E eu? Eu resolvi aprender com essa parada. Literalmente
Mas encaramos. Meu marido, eu e meus dois meninos que deixaram pra trás os amigos queridos e uma escola da vida inteira. Foram os primeiros a fazer amigos. Se deram bem na escola. Conquistaram os colegas e estão levando a vida por aqui felizes e bem adaptados. Meu marido, apesar da saudade da família que ficou pra trás, comemora o novo trabalho, os bons resultados e a mudança de patamar que essa transferência lhe deu.
E eu? Eu resolvi aprender com essa parada. Literalmente. Depois de arrumar tudo, adaptar as crianças na escola e na nova vida, e de absorver tudo o que vem junto com uma mudança de estado e de cidade, decidi adaptar a mim mesma. Com calma. Resolvi aproveitar essa possibilidade de pausa que a vida estava me dando. E decidi aprender. Aprender coisas que eu queria muito e nunca pude por falta de tempo…
Entre organizar a casa, levar os filhos pra lá e pra cá e fazer as tarefas domésticas, eu me matriculei num curso de inglês. Voltei a estudar francês. Retomei minha yoga e meditação. E me inscrevi num curso de gastronomia. De 1 ano e 8 meses. Profissionalizante de chef de cozinha. Eu queria começar do zero! Voltei a ler. E a escrever – inclusive cartas… Sem pressa. Sem compromisso. Desafiando o maldito sentimento que nós, mulheres, insistimos em ter com nós mesmas: a culpa. Culpa de não ser produtiva, de não ajudar nas despesas, de não ter horários rígidos. E medo. Medo de ficar desatualizada, de me tornar desinteressante, de me sentir vazia, das pessoas não gostarem mais de mim. Medo de estagnar…
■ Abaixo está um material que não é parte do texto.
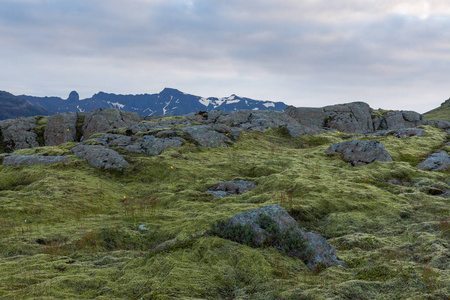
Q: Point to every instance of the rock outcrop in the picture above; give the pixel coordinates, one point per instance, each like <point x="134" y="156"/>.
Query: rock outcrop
<point x="438" y="161"/>
<point x="29" y="160"/>
<point x="233" y="187"/>
<point x="60" y="129"/>
<point x="19" y="133"/>
<point x="359" y="153"/>
<point x="101" y="157"/>
<point x="320" y="252"/>
<point x="104" y="120"/>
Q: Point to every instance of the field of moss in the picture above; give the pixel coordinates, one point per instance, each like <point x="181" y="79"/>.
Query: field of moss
<point x="70" y="231"/>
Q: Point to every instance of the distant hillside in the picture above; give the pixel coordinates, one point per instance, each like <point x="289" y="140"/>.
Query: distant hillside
<point x="440" y="113"/>
<point x="13" y="107"/>
<point x="169" y="102"/>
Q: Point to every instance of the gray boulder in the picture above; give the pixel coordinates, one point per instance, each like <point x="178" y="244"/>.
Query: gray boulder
<point x="153" y="145"/>
<point x="353" y="117"/>
<point x="397" y="120"/>
<point x="29" y="160"/>
<point x="234" y="187"/>
<point x="438" y="161"/>
<point x="409" y="132"/>
<point x="18" y="133"/>
<point x="359" y="153"/>
<point x="106" y="119"/>
<point x="100" y="157"/>
<point x="322" y="253"/>
<point x="60" y="129"/>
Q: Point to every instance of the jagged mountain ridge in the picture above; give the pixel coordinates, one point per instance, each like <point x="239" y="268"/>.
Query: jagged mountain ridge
<point x="12" y="107"/>
<point x="169" y="102"/>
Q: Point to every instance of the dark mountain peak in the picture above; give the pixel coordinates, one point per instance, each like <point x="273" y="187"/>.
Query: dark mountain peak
<point x="170" y="91"/>
<point x="73" y="96"/>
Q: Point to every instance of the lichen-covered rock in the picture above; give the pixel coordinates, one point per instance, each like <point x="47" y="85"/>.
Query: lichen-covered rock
<point x="106" y="119"/>
<point x="100" y="157"/>
<point x="19" y="133"/>
<point x="206" y="136"/>
<point x="234" y="187"/>
<point x="60" y="129"/>
<point x="323" y="254"/>
<point x="438" y="161"/>
<point x="353" y="117"/>
<point x="359" y="153"/>
<point x="29" y="160"/>
<point x="256" y="120"/>
<point x="409" y="132"/>
<point x="398" y="120"/>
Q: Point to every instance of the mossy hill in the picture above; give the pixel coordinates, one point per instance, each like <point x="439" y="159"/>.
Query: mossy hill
<point x="71" y="231"/>
<point x="440" y="113"/>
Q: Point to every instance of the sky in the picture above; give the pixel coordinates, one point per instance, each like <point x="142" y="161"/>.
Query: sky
<point x="311" y="53"/>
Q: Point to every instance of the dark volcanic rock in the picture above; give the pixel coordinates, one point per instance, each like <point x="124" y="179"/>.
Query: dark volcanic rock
<point x="101" y="157"/>
<point x="353" y="117"/>
<point x="359" y="153"/>
<point x="234" y="187"/>
<point x="323" y="253"/>
<point x="29" y="160"/>
<point x="438" y="161"/>
<point x="104" y="120"/>
<point x="19" y="133"/>
<point x="60" y="129"/>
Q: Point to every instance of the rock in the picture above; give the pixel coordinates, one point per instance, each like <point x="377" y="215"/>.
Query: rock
<point x="353" y="117"/>
<point x="397" y="120"/>
<point x="206" y="136"/>
<point x="323" y="254"/>
<point x="409" y="132"/>
<point x="19" y="133"/>
<point x="359" y="153"/>
<point x="307" y="116"/>
<point x="60" y="129"/>
<point x="234" y="187"/>
<point x="29" y="160"/>
<point x="101" y="157"/>
<point x="438" y="161"/>
<point x="152" y="145"/>
<point x="256" y="120"/>
<point x="106" y="119"/>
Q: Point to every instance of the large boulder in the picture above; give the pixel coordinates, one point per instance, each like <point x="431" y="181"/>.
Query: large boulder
<point x="29" y="160"/>
<point x="18" y="133"/>
<point x="438" y="161"/>
<point x="353" y="117"/>
<point x="60" y="129"/>
<point x="359" y="153"/>
<point x="320" y="253"/>
<point x="100" y="157"/>
<point x="397" y="120"/>
<point x="106" y="119"/>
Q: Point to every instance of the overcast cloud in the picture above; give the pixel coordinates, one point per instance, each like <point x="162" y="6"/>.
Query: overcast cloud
<point x="390" y="54"/>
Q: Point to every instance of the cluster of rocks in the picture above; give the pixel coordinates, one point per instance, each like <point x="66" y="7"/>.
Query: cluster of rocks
<point x="322" y="254"/>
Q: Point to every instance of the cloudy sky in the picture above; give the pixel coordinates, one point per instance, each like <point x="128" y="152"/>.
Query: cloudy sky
<point x="391" y="54"/>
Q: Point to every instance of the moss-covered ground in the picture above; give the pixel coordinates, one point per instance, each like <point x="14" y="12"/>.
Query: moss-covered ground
<point x="70" y="231"/>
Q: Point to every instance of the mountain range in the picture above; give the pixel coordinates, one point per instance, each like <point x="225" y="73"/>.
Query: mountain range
<point x="169" y="102"/>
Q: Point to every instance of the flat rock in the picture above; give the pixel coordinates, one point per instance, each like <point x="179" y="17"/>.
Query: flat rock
<point x="29" y="160"/>
<point x="106" y="119"/>
<point x="323" y="253"/>
<point x="438" y="161"/>
<point x="60" y="129"/>
<point x="100" y="157"/>
<point x="233" y="187"/>
<point x="19" y="133"/>
<point x="359" y="153"/>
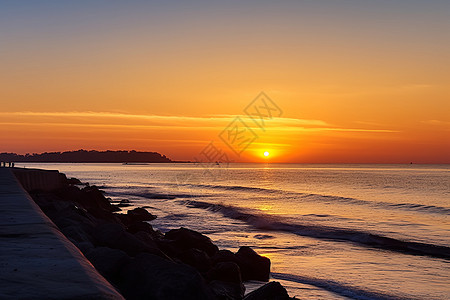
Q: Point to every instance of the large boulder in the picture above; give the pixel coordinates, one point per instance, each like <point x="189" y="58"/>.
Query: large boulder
<point x="224" y="256"/>
<point x="140" y="214"/>
<point x="149" y="276"/>
<point x="184" y="239"/>
<point x="253" y="266"/>
<point x="114" y="236"/>
<point x="270" y="291"/>
<point x="196" y="258"/>
<point x="224" y="290"/>
<point x="225" y="280"/>
<point x="225" y="271"/>
<point x="109" y="262"/>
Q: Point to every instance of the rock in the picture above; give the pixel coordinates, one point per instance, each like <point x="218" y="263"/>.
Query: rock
<point x="270" y="291"/>
<point x="140" y="226"/>
<point x="224" y="256"/>
<point x="185" y="239"/>
<point x="225" y="271"/>
<point x="114" y="236"/>
<point x="149" y="276"/>
<point x="196" y="258"/>
<point x="253" y="266"/>
<point x="109" y="262"/>
<point x="140" y="214"/>
<point x="227" y="290"/>
<point x="74" y="181"/>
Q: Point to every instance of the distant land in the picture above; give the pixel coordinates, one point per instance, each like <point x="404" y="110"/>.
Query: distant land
<point x="91" y="156"/>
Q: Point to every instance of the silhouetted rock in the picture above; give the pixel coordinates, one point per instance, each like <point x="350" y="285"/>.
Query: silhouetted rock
<point x="224" y="256"/>
<point x="74" y="181"/>
<point x="185" y="239"/>
<point x="140" y="226"/>
<point x="224" y="290"/>
<point x="196" y="258"/>
<point x="140" y="214"/>
<point x="109" y="262"/>
<point x="253" y="266"/>
<point x="114" y="236"/>
<point x="225" y="271"/>
<point x="270" y="291"/>
<point x="149" y="276"/>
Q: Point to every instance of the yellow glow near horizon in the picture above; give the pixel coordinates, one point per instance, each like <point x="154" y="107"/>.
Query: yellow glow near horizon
<point x="171" y="80"/>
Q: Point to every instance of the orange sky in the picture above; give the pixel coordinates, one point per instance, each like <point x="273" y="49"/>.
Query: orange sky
<point x="356" y="82"/>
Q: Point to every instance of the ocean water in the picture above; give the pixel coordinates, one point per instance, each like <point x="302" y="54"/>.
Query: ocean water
<point x="331" y="231"/>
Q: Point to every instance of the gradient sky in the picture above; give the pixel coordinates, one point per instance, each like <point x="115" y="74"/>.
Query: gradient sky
<point x="357" y="81"/>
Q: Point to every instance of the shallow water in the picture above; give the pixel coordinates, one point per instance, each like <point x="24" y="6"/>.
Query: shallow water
<point x="331" y="231"/>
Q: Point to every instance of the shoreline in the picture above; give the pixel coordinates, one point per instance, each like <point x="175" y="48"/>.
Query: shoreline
<point x="180" y="263"/>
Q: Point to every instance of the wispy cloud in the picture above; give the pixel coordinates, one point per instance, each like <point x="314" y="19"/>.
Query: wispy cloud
<point x="135" y="121"/>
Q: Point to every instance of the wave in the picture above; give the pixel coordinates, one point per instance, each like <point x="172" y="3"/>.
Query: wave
<point x="327" y="198"/>
<point x="272" y="223"/>
<point x="338" y="288"/>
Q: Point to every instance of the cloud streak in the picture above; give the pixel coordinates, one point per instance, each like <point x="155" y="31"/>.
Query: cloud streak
<point x="115" y="120"/>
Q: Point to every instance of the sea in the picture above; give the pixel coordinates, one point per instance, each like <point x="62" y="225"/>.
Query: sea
<point x="347" y="231"/>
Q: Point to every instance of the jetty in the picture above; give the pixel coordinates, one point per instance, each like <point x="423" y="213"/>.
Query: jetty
<point x="36" y="260"/>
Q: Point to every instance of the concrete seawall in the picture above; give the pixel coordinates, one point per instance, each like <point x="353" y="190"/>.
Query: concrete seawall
<point x="36" y="260"/>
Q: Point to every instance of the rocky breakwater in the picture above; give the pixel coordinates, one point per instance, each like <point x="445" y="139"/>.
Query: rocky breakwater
<point x="143" y="263"/>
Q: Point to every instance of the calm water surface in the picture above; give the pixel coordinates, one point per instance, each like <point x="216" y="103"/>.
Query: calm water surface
<point x="331" y="231"/>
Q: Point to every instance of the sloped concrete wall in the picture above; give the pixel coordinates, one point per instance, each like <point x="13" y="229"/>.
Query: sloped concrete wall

Aprendi nestes 10 meses mais do que em 20 anos de trabalho
Hoje estou completando 48 anos de idade e exatos 300 dias dessa aventura. Deste meu “ano sabático”. Deste meu ano parada, que de parado não teve nada. Não é fácil chegar numa cidade onde não conhecemos ninguém, onde nao temos nenhuma referência. Ninguém pra pedir uma dica, o nome de um médico… Não e fácil acordar pela manhã e se ver sem nenhum compromisso profissional. Sem dúvida foi um desafio grande o que vivi. Mas posso dizer que, como pessoa, aprendi nestes 10 meses mais do que em 20 anos de trabalho. Tive muitas lições de vida. Algumas bem doloridas, como a perda do Buzz, nosso cachorro. Ou a cirurgia no joelho que meu filho Antônio precisou fazer aqui, às pressas. Mas teve cada supresa boa! Amigas que vieram me ver e que falam comigo a toda hora – até mais do que quando morávamos na mesma cidade. Pessoas que conheci aqui e que me acolheram de coração aberto. Vizinhas que me ajudam espontânea e generosamente. Lugares novos, hábitos novos e um jeito diferente de pensar as coisas. Ideias novas.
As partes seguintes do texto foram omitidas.